平等って何だと


 考えて、それは単に「持つもの」「持たざるもの」という話ではないと思った。何だろう。それは「敬意」では無いか。他人に対して自分の価値観を押しつけないようにすると、それは敬意が必要となるのでは無いかかと思った。では、その敬意は何から生まれるかというと、それは「理解」なのだと思う。では初めて会う人に対しては理解が無いから敬意は生まれないかというと、そんな事は無い。それは調子に乗らない心というか、「謙虚」さがあれば理解しようとする「努力」を生み出す事が出来る。

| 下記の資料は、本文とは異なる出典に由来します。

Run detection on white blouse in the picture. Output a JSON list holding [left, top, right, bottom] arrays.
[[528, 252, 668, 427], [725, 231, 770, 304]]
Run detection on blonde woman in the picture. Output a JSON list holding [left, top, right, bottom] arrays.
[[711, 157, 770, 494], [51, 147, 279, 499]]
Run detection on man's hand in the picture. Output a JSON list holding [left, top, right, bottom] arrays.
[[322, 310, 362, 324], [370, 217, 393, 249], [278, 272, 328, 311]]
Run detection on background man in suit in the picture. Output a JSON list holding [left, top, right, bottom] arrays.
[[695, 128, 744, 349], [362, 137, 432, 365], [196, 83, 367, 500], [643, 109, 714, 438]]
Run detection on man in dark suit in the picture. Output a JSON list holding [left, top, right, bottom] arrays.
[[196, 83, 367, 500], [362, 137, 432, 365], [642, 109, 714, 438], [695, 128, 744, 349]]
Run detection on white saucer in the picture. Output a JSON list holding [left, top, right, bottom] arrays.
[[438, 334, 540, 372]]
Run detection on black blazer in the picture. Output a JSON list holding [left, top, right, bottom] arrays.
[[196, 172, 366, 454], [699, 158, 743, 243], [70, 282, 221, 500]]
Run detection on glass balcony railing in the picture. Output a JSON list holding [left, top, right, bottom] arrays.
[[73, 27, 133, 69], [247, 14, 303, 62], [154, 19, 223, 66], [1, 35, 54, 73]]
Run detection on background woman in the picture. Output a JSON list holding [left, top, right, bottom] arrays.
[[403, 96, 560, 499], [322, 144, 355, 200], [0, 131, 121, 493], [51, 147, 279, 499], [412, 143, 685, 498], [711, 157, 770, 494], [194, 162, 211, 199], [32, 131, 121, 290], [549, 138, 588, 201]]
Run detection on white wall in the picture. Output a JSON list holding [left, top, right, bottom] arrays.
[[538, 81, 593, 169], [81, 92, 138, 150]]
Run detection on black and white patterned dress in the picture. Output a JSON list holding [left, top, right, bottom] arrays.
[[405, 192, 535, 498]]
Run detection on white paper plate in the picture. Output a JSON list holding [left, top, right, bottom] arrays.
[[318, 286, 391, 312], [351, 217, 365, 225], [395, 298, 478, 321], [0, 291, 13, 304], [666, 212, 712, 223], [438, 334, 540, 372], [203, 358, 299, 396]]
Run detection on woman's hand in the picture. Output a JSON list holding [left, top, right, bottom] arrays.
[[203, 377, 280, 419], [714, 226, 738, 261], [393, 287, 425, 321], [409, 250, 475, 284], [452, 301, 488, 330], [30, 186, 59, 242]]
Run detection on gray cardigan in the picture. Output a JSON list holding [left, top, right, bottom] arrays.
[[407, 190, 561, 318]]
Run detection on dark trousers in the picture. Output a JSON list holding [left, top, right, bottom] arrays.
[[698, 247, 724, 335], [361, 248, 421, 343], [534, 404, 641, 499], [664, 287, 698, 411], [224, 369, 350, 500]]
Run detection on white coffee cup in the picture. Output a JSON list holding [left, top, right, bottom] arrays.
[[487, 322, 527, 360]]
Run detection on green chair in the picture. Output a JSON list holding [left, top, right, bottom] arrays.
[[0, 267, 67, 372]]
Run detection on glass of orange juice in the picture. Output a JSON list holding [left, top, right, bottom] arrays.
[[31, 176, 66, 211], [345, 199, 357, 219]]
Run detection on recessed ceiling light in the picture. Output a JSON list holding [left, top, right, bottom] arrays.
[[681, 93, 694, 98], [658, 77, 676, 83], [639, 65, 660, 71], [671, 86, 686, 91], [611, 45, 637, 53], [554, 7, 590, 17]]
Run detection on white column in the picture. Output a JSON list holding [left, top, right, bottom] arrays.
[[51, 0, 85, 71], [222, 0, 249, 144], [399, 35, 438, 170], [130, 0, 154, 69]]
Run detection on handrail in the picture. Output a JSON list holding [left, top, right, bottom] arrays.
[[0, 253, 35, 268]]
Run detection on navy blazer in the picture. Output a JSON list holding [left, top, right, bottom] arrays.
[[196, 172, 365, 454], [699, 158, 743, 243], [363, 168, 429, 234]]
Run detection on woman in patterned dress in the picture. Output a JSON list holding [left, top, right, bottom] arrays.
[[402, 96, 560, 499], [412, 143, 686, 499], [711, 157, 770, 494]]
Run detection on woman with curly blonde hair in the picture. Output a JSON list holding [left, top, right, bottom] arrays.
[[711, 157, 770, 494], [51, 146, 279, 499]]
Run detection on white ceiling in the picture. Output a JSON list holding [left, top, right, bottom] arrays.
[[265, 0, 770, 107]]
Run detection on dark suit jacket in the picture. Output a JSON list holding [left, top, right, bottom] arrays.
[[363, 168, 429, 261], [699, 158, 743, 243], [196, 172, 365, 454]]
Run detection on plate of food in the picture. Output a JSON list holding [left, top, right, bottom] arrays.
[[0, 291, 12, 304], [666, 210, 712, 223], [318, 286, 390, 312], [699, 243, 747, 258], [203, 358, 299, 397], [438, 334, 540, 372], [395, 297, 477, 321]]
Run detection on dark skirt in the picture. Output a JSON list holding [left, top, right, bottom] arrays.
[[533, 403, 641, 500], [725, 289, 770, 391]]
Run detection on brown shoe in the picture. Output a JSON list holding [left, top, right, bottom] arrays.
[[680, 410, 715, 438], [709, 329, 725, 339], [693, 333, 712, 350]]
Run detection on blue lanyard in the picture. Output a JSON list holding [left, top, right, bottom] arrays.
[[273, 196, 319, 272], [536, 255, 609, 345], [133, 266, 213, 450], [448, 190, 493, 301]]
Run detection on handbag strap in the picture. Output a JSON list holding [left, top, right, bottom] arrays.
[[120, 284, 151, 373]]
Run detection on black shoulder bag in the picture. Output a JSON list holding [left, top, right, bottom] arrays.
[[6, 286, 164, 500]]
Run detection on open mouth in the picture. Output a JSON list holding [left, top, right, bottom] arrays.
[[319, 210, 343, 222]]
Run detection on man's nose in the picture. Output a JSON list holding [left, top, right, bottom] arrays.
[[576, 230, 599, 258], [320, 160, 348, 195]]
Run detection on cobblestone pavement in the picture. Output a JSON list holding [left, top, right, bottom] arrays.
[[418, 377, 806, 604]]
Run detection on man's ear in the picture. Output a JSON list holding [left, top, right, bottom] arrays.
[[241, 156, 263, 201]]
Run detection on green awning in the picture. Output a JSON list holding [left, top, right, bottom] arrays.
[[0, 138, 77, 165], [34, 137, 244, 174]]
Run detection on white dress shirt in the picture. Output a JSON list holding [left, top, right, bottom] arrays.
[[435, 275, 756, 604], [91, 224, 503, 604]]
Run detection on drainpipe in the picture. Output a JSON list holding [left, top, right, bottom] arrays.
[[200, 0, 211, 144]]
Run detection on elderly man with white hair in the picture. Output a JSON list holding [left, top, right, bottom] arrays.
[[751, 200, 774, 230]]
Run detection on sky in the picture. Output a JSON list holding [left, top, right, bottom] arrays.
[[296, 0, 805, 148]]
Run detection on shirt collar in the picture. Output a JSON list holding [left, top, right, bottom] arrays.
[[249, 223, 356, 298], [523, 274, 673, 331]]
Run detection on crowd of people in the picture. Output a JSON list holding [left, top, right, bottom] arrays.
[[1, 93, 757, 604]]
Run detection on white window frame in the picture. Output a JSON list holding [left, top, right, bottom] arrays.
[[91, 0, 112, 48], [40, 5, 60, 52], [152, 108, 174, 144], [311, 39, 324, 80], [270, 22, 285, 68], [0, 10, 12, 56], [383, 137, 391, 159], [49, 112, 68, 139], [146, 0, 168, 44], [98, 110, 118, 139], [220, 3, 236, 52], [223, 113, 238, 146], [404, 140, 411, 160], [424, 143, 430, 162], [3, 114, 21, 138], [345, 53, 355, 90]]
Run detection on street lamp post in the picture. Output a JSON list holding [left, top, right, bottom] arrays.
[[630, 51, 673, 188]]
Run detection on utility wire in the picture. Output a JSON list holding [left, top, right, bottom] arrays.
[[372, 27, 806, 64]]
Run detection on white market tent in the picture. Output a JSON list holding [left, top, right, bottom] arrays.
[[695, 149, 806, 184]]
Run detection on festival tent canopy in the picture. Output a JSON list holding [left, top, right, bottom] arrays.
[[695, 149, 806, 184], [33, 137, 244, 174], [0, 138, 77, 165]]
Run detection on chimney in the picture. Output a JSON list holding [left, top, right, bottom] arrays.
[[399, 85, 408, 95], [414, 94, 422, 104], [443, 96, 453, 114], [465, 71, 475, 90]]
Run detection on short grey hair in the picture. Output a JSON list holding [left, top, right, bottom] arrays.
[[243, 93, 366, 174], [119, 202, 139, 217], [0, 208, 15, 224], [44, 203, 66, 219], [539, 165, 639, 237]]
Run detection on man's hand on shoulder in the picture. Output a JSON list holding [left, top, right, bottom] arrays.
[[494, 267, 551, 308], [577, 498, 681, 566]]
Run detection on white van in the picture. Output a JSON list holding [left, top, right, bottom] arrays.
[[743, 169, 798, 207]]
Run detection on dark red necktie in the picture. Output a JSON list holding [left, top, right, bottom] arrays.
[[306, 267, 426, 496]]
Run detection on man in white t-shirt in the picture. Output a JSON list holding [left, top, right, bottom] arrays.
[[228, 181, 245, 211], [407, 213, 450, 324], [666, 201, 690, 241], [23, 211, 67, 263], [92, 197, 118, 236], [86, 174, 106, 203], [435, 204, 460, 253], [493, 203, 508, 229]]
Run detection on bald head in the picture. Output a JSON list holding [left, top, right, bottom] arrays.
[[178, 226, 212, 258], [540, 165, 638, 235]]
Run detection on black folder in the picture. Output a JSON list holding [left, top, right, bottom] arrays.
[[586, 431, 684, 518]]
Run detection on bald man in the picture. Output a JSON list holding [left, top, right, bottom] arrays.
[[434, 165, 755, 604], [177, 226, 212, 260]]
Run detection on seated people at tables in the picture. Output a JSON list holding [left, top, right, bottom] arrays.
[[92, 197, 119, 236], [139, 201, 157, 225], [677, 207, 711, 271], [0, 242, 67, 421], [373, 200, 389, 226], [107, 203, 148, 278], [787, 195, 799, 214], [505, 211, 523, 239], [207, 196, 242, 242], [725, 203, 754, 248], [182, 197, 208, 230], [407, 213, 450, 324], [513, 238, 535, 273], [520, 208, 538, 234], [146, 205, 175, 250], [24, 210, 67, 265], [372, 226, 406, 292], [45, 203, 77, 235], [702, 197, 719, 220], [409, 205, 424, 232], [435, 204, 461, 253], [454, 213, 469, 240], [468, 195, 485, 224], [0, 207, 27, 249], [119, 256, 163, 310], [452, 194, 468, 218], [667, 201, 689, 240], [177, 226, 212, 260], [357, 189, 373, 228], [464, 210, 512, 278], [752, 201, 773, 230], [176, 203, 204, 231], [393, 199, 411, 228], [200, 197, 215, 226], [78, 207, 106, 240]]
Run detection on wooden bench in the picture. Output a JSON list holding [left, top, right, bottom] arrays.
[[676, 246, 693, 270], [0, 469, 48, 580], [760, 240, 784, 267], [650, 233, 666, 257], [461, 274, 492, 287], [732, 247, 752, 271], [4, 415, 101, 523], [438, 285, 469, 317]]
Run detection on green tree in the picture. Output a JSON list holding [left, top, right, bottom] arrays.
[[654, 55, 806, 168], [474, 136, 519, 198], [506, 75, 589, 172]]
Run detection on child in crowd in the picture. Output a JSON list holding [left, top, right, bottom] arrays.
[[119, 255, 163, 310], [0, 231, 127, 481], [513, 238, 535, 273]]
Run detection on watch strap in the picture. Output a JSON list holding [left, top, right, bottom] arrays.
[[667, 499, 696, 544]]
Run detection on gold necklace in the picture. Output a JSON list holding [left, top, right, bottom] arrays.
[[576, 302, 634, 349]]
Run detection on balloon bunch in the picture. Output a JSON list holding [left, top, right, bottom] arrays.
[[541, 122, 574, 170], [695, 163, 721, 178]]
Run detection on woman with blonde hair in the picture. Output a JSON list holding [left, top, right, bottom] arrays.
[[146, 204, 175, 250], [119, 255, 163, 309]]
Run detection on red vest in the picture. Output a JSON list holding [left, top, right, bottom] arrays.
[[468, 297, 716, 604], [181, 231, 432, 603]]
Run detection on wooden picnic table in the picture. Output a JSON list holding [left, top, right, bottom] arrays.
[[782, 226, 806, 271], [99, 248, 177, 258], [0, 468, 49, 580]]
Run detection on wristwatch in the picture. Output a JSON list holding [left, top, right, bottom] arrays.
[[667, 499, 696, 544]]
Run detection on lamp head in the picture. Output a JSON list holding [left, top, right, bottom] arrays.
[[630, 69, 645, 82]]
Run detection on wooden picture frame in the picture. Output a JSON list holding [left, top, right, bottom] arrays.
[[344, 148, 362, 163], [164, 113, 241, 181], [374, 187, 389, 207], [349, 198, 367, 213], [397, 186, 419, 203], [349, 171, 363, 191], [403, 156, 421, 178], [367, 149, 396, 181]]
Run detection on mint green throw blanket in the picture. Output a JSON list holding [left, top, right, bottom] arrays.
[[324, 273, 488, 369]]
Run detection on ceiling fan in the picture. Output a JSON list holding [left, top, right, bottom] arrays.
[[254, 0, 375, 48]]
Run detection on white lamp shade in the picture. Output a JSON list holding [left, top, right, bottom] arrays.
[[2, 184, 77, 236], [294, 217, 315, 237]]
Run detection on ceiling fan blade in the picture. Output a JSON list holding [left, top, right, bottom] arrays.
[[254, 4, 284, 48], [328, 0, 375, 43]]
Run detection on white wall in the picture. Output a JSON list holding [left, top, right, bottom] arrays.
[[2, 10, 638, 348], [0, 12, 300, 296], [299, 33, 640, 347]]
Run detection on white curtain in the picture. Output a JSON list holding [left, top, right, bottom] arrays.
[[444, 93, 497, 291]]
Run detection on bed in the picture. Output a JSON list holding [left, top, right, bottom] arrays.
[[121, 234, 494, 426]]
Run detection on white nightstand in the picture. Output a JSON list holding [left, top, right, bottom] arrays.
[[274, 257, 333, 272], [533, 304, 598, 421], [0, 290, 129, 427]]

 この「謙虚」という心は、たぶん恐ろしいほど大切なものなのではないか。「自分は他人より偉いわけではない」と世界中の誰もが思っていれば、恐らく戦争など起こらないであろう。結果的に「持つもの」「持たざるもの」に分かれても、それが悲劇を呼ぶ事は無いであろう。しかし、世の中はそうは出来ていない。何故なら、謙虚という心は「ごく本能的な心の成長」に対して不自然な阻害要素なのではないか。だって、みんな飯を食う。生き物を殺して食らわなきゃ、そもそも生き残る事すら出来やしない。
 ならば、それは「程度」の問題だ。しかし程度の問題ほど難しいものは無い。程度が「どの程度なのか」を正確に知っている者はおらず、それを共有する事も不可能だからである。そんな訳で世の中は相も変わらず不平等であり、それは世界全体の話から身近な人間関係まで、全てに及んでいるのである。